June 10, 2026 – Protai, an AI-driven drug discovery company, today announced two complementary preprints that together outline a new approach to structure-based drug design for induced proximity therapeutics. The first introduces AIMS-Fold, a structural-proteomics-guided generative AI framework for protein complex modeling. The second demonstrates the AIMS™ platform through the design of a potent, bioavailable, in vivo–validated KAT6A degrader. Together, the works highlight the use of structural proteomics as an input to generative AI systems, aimed at improving modeling of protein complexes relevant to PROTACs, molecular glues, and other induced proximity modalities.
AIMS-Fold integrates experimental structural proteomics data directly into pretrained AI structure prediction models. Unlike leading approaches such as AlphaFold 3 and Boltz-2, which rely primarily on sequence-derived and evolutionary signals to infer static structures, AIMS-Fold incorporates experimental measurements to guide generative sampling toward conformations consistent with biological and biophysical constraints.
The system incorporates two experimental modalities: XL-MS (Cross-Linking Mass Spectrometry) spatial restraints and HDX-MS (Hydrogen-Deuterium Exchange Mass Spectrometry) solvent accessibility profiles which are translated into differentiable physical potentials applied during inference. The first preprint, “Co-folding model guided by structural proteomics”, outlines how this approach allows the model to better reflect multi-state and flexible conformations in protein complexes, which are often central to induced proximity biology. Across benchmark evaluations, AIMS-Fold showed improved accuracy on challenging protein complexes and induced proximity targets compared to unguided state-of-the-art models, suggesting that integrating structural proteomics data can improve performance in settings where sequence-only models are limited.

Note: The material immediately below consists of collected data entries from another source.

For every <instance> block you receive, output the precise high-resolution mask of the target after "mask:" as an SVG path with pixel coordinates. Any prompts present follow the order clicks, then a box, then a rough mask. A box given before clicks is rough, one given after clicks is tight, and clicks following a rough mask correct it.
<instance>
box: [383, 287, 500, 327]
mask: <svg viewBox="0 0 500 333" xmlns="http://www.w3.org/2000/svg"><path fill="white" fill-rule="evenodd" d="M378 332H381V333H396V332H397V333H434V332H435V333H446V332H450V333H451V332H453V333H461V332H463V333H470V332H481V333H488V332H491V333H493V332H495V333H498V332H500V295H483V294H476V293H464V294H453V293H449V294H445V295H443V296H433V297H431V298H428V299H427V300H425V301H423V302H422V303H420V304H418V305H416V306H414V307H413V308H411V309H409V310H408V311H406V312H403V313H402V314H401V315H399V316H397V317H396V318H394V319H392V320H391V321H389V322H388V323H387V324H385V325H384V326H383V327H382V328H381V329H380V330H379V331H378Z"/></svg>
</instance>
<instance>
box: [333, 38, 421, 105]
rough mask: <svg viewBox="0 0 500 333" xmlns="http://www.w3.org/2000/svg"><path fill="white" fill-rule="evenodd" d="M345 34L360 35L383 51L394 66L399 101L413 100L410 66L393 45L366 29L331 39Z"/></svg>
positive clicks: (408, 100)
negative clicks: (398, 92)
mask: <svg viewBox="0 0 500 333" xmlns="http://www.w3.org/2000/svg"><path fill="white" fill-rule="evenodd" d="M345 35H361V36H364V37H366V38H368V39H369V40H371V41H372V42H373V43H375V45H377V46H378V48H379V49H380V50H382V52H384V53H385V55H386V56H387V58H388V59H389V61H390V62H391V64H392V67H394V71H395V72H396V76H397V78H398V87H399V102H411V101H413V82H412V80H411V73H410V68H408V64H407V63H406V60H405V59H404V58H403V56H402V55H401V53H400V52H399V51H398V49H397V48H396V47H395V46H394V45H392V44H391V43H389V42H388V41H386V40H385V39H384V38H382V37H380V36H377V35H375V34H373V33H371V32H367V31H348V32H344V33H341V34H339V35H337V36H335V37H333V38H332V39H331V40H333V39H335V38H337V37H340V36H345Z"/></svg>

The second preprint, “Leveraging AI and structural proteomics for rational design of a KAT6A degrader,” demonstrates the application of the AIMS™ platform to a PROTAC discovery program targeting KAT6A, a clinically validated epigenetic regulator for the treatment of solid tumors. By integrating structural proteomics with computational modeling, this study shows how different AIMS™ modules address various aspects of PROTAC optimization. This approach enabled a more efficient development timeline and reduced costs, resulting in a best-in-class degrader with optimized potency and bioavailability.
“At the core of this work is a shift in how we think about structure prediction for drug discovery,” said Eran Seger, CEO and Co-founder at Protai. “Rather than relying only on static, sequence-derived representations, we are integrating experimental structural proteomics directly into generative models, allowing us to guide predictions toward more biologically meaningful conformations.”
About Protai
Protai is an AI drug discovery company unlocking the therapeutic potential of protein complexes through structural proteomics. Unlike standard AI models that rely on static predictions, Protai's AIMS™ platform maps dynamic protein interactions using proprietary experimental data, to model the function of protein complexes in the disease native state. Protai is leveraging this engine to advance an innovative internal drug pipeline, led by a best-in-class KAT6A degrader for the treatment of breast cancer and other solid tumors.